Dounie Fish Farm Campaign
Home > Projects > Dounie Fish Farm Campaign
The Friends of the Sound fo Jura believes that aquaculture is necessary and creates important jobs in coastal communities like ours. We also believe it can do this without compromising the marine environment on which we all depend. There are many innovative ways to reduce the impact of fish farming, especially by capturing its pollution rather than releasing it into the sea, and by preventing sea lice being released from farms. We welcome many of the recommendations of the Scottish Parliamentary inquiry into fish farming and the initiatives being proposed by SEPA and others.
In December 2017, Kames Fish Farming Ltd withdrew their application to site a fish farm at Dounie. We would like to thank all our many supporters who have helped us achieve this fantastic goal.

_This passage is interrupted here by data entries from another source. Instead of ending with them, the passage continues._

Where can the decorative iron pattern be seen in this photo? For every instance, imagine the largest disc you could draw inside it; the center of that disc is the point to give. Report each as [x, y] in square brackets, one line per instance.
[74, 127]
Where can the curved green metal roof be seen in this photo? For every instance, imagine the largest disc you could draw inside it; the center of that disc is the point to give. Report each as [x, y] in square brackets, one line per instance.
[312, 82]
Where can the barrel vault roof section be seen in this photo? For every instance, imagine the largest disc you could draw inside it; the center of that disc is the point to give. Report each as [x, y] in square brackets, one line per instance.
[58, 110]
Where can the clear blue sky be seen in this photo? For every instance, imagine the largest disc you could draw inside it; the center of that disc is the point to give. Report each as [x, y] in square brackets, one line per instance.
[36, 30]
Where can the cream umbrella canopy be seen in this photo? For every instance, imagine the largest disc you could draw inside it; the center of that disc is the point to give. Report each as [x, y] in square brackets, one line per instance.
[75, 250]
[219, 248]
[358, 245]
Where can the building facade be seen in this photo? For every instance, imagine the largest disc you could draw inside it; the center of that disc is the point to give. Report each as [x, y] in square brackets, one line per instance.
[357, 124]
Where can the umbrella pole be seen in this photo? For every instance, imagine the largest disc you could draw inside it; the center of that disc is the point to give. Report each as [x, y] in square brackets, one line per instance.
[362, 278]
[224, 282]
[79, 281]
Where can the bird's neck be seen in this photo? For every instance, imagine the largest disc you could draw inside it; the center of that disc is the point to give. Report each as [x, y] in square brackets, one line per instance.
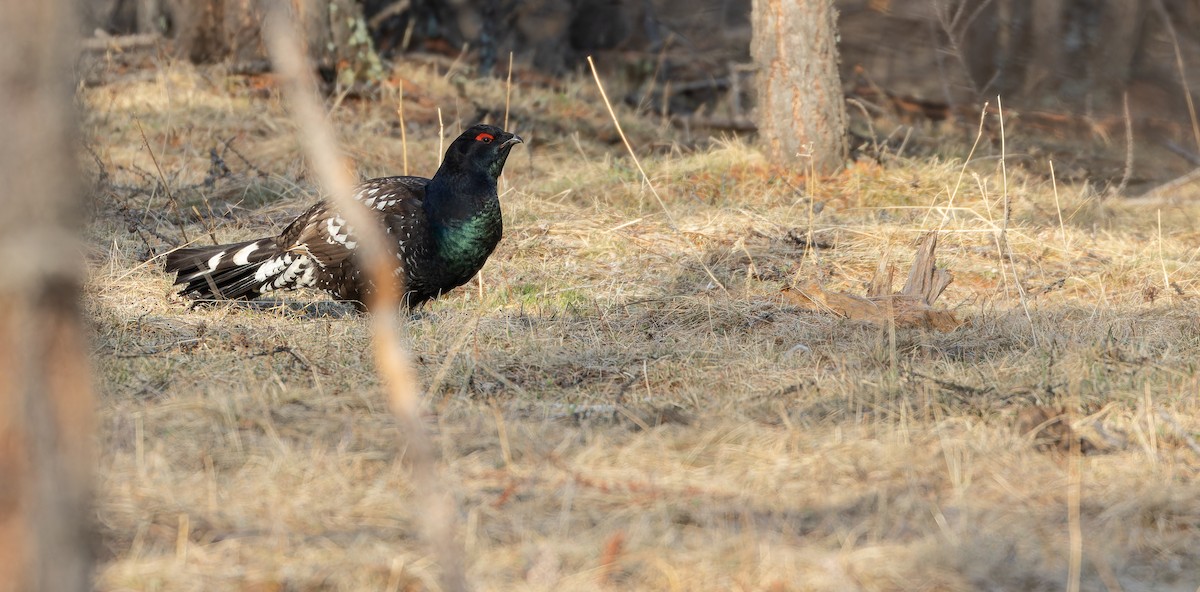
[465, 216]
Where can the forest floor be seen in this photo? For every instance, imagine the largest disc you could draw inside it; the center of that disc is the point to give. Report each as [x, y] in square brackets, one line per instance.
[627, 398]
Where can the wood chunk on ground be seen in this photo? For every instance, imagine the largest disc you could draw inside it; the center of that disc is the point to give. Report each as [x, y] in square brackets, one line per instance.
[912, 306]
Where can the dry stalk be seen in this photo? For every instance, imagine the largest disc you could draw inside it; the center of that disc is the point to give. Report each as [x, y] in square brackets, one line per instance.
[508, 93]
[1057, 207]
[403, 132]
[1008, 215]
[162, 178]
[391, 357]
[958, 183]
[1128, 171]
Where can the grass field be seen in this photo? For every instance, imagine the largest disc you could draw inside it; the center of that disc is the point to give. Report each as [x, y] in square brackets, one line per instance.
[624, 399]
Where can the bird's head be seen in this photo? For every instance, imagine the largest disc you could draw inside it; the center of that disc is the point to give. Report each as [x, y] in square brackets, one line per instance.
[481, 148]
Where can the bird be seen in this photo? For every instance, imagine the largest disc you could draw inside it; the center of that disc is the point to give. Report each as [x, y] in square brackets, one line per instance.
[444, 228]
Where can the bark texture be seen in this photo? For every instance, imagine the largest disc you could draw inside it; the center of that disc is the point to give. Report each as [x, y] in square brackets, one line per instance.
[801, 107]
[46, 402]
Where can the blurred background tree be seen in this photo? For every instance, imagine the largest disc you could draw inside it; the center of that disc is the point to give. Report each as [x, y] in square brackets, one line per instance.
[934, 60]
[46, 404]
[802, 114]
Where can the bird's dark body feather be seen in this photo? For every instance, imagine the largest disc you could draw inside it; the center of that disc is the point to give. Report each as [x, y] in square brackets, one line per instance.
[443, 228]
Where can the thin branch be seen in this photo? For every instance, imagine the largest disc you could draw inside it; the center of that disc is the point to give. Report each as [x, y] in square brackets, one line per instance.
[437, 512]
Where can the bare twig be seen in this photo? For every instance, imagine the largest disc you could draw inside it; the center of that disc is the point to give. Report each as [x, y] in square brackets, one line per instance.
[646, 178]
[1128, 171]
[166, 186]
[391, 357]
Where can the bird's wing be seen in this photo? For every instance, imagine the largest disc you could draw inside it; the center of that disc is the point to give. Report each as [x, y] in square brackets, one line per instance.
[323, 233]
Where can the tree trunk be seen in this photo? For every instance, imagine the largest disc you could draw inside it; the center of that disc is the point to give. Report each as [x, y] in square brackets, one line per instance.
[46, 402]
[801, 112]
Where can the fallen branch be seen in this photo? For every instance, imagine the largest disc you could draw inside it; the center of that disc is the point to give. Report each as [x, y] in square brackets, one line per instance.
[912, 306]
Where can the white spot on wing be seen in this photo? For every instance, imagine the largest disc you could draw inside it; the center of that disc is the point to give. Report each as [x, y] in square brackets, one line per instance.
[243, 256]
[270, 268]
[215, 259]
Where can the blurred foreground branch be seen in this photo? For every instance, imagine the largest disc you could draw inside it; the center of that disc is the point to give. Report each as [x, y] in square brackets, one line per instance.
[435, 507]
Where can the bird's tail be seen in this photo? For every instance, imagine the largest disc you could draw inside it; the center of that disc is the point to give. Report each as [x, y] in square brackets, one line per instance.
[226, 271]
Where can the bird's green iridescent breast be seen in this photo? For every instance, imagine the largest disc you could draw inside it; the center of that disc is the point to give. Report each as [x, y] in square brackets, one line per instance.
[465, 246]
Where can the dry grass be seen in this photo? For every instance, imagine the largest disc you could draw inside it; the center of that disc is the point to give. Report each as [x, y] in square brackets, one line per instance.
[607, 416]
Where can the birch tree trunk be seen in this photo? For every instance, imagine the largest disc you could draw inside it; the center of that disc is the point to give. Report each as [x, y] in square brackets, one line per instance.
[46, 404]
[801, 111]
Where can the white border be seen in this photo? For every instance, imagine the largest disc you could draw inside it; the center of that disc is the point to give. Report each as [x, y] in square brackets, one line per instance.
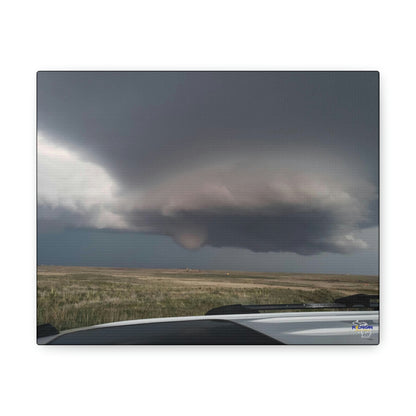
[207, 35]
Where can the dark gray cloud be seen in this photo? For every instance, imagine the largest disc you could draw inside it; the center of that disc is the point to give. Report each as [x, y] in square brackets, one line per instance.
[269, 161]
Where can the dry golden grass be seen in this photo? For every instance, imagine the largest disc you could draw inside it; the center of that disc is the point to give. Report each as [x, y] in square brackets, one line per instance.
[70, 297]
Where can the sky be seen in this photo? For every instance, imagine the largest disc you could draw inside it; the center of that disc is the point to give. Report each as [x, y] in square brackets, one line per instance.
[262, 171]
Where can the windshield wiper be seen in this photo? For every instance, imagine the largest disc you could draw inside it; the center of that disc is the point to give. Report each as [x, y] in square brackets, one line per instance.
[358, 301]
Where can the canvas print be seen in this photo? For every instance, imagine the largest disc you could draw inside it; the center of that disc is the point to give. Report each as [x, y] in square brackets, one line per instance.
[207, 207]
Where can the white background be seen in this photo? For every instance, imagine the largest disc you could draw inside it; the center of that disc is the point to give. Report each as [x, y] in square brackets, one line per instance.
[372, 35]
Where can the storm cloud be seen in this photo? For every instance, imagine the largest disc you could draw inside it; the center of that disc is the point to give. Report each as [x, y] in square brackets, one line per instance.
[268, 161]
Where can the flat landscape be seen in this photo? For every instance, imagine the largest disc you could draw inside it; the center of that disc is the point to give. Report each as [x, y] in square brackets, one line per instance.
[71, 297]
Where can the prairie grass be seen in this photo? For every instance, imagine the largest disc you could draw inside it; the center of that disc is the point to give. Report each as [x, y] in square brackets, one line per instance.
[70, 297]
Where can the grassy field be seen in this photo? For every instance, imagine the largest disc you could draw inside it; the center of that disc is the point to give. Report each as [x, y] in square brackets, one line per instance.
[70, 297]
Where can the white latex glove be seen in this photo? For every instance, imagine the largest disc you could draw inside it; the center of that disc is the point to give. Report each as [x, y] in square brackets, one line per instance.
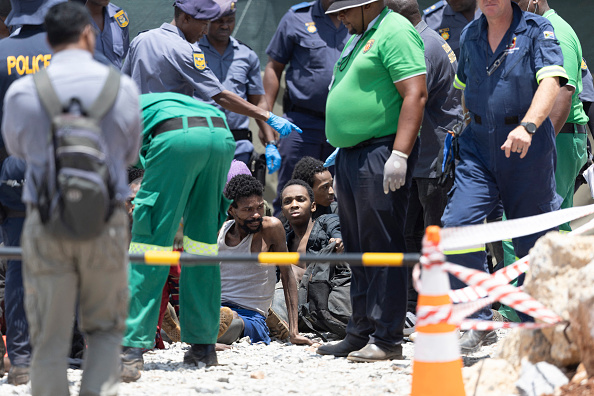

Friends of the Sound of Jura (FoSoJ) learned with relief recently that Kames Fish Farming Ltd has decided to withdraw their application for a 12-cage fish farm at Dounie Bay, south of Crinan. Under pressure from the Scottish Environmental Protection Agency and Scottish Natural Heritage, they had broadened their original assessment of the farm’s environmental impact, and concluded that that it would damage the important wildlife of this Marine Protected Area. The proposal had attracted much concern from a wide spectrum of the local community, many of whom rely on the Sound of Jura to support environmentally sustainable local businesses.
Mark Smith, speaking on behalf of FoSoJ said “We have always maintained that this industrial-sized fish farm should have no place within a Marine Protected Area. The wildlife of the Sound includes the rare flapper skate, porpoises and otters, as well as smaller rarities like the northern sea fan. They have been spared being smothered in thousands of tonnes of fish faeces laced with pesticides every year. The wild salmon and sea trout which migrate to the River Add have been spared the catastrophic burden of sea lice associated with fish farms. We will continue to promote the Sound of Jura as an important resource for use by the local community, anglers, creel fishermen, scallop-divers, sailors, tourists and all of us who value and depend on the good health of the marine environment.”
See also our letter to Stuart Cannon, Managing Director Kames Fish Farming Ltd in response, below.
Mr S Cannon
Kames Fish Farming Ltd
18 December 2017
Dear Mr Cannon
Thank you for showing us your letter to SEPA and for doing the right thing with respect to Dounie, in the light of the damage that would have resulted to the sea fan and sponge community there. Protecting the breeding salmon and sea trout in the River Add and in the Sound from sea lice would have been an equally good reason to drop your plans.
We do not agree with you that the impact of a fish farm on flapper skate and porpoises can be dismissed by saying that these species are highly mobile. Tagging studies have shown that individual flapper skate are faithful to their own small areas in the deep trenches of the Sound. As you know the area is also protected as an cSAC for porpoises (a species in steep decline in the UK) because they breed here. Neither species can just swim off to find somewhere else that suits them equally well.
Nor are flapper skate found over a wide area. They are classed by IUCN as critically endangered: the same category as mountain gorillas and Sumatran rhinos – the last stage before extinction. The Marine Protected Area was set up to specifically to protect them, because Scotland holds most of the world's population of these fish, mostly in Argyll and Orkney. They are protected as Marine Priority Features outside the MPA as well.
Given that this is one of the two best areas in the world for flapper skate, it is entirely possible that they sometimes feed on dead fish or surplus fish pellets under your fish farm cages. This should be a cause for concern for you, SNH and SEPA, given that there is not information on the long-term effects on skate of emamectin benzoate or the various bath chemicals. They live for many decades and these toxins are likely to accumulate in their bodies.
If you have any plans to site fish farms in the Sound of Jura in future, the Friends of the Sound of Jura would of course be interested. If you do consider such a course, we hope you will reconsider the significant impact that any such plans would have on the Sound's skate, porpoises and wild salmonids.
With best wishes for a happy Christmas.